Bilious barbs were recently traded between the Presidency and the opposition Peoples Democratic Party, and the contents of the barbs were comments ascribed to the latter in which it warned that if the situation of things in the country do not improve quickly and dramatically, an agitation worse than the October 2020 EndSARS protests could soon descend on the country like the pangs of childbirth.
Reacting to the stark warning, the Special Adviser to the President on Media and Publicity, Femi Adesina penned a statement he titled “Destabilization: PDP Gives itself Away” wherein he warned that that the PDP will die as envisaged by one of its presidential aspirants if its only agitation for the country is an agitation worse than EndSARS.
In a country which reaps so many needless deaths every day, Nigerians can certainly do with one less death threat especially coming from a presidency that has largely failed to guarantee security for Nigerians beyond the Federal Capital Territory where the attraction to secure is selfishly clear for all to see. Mr. Adesina was also reported to have said that EndSARS signified murder, mayhem, mass destruction and even cannibalism.

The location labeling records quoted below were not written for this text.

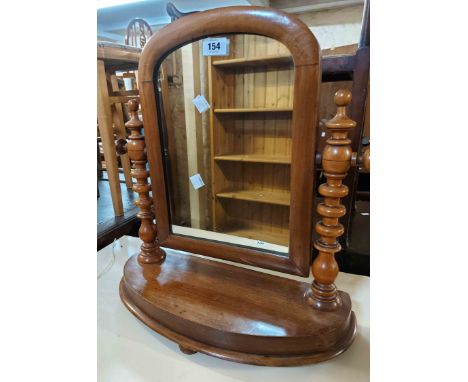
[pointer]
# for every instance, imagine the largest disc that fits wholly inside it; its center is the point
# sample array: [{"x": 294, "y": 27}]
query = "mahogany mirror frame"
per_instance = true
[{"x": 305, "y": 51}]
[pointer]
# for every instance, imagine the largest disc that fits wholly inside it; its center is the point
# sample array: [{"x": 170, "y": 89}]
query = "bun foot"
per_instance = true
[{"x": 186, "y": 350}]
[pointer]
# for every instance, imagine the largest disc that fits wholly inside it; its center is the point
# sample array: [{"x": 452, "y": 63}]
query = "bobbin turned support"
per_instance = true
[
  {"x": 336, "y": 161},
  {"x": 150, "y": 252}
]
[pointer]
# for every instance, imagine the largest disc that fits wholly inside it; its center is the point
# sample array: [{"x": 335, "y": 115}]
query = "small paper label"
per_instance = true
[
  {"x": 201, "y": 103},
  {"x": 197, "y": 181},
  {"x": 216, "y": 46}
]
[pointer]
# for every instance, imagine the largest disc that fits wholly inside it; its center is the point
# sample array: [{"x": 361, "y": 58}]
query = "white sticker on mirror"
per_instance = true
[
  {"x": 201, "y": 103},
  {"x": 218, "y": 46},
  {"x": 197, "y": 181}
]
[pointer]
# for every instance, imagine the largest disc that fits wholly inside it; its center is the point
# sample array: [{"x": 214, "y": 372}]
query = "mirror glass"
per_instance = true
[{"x": 226, "y": 106}]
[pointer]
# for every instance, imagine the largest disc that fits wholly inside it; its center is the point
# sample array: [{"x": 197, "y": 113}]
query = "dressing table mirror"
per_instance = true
[{"x": 225, "y": 171}]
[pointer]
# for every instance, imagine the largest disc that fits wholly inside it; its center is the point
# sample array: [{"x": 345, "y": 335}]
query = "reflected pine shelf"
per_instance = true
[
  {"x": 266, "y": 236},
  {"x": 254, "y": 61},
  {"x": 254, "y": 110},
  {"x": 255, "y": 158}
]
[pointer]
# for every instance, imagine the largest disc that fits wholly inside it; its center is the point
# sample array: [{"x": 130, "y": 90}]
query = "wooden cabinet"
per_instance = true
[{"x": 251, "y": 98}]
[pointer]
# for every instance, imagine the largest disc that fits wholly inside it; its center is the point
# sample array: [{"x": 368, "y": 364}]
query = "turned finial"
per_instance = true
[
  {"x": 366, "y": 158},
  {"x": 150, "y": 251},
  {"x": 336, "y": 161}
]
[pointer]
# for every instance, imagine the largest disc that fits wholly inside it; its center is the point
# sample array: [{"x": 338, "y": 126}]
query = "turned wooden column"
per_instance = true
[
  {"x": 336, "y": 161},
  {"x": 150, "y": 251}
]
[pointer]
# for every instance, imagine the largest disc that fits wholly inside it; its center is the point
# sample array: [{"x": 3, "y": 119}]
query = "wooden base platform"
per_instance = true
[{"x": 235, "y": 313}]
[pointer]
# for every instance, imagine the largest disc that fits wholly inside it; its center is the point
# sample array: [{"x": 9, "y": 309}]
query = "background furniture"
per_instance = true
[
  {"x": 129, "y": 351},
  {"x": 225, "y": 311},
  {"x": 112, "y": 57}
]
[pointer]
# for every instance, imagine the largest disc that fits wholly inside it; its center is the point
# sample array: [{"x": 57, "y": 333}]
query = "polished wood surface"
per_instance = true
[
  {"x": 234, "y": 313},
  {"x": 150, "y": 250},
  {"x": 304, "y": 49},
  {"x": 336, "y": 161},
  {"x": 221, "y": 309}
]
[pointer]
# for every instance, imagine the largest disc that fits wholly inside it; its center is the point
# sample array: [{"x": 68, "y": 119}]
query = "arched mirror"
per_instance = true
[
  {"x": 229, "y": 100},
  {"x": 230, "y": 116}
]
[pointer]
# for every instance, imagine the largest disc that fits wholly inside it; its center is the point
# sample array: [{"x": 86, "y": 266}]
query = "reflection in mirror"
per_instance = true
[{"x": 227, "y": 110}]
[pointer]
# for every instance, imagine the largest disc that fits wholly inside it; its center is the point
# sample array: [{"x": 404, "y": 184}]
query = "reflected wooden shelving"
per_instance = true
[
  {"x": 266, "y": 236},
  {"x": 251, "y": 118},
  {"x": 254, "y": 110},
  {"x": 260, "y": 196},
  {"x": 254, "y": 61},
  {"x": 255, "y": 158}
]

The truth remains that the protests which erupted across Nigeria`s largest cities in October 2020 were unprecedented and shook a complacent government to its core. As with any other protests, there were infiltrations which degenerated into acts that do not become civilization or civilized citizens. However, those isolated acts of violence take nothing away from the fact that the protests were visceral responses from young Nigerians about the state of their country especially as it concerned the impunity and brutality of the police.
No matter the name the presidency now wants to call a dog in order to hang it, EndSARS was and remains a cry that came from the heart of young Nigerians against the horrible deterioration of their country under a political party which promised reform but had brought ruination instead.
The tragic massacre on the night of October 20, 2020 which halted the protests was clearly the descent of the iron fist of a government which saw the protests as nothing beyond orgies of murder, mayhem, mass destruction and even cannibalism.
Today, many of the probing questions posed by the young Nigerians who stood at the Lekki toll gate armed with nothing but the national anthem and the national flag on the night of October 20,2020 while a hail of bullets rained down on them from guns bought with tax payers money remain unanswered by a government long stunned into near silence by the sheer enormity of its incompetence and ineptitude. Those questions continue to be asked of Nigeria today, even from the grave.
It is true that in the course of sixteen years during which it refined the art of plundering the public purse, the PDP did not cover itself in glory. Its painful awareness of its own lack of moral authority would seem to explain the muffled response it always gives to national issues.
However, there can be no doubt that the sheer weight of pressing issues continues to bear down on Nigerians. These issues cannot be resolved by diversion or dissembling; they require ingenuity and integrity. So far, the two major political parties in Nigeria have shown that they are populated by men barren of both.
While they iron out their differences in pursuit of the national good or otherwise as they deem fit, both the APC and the PDP can spare Nigerians of the noise which nauseates the Giant of Africa.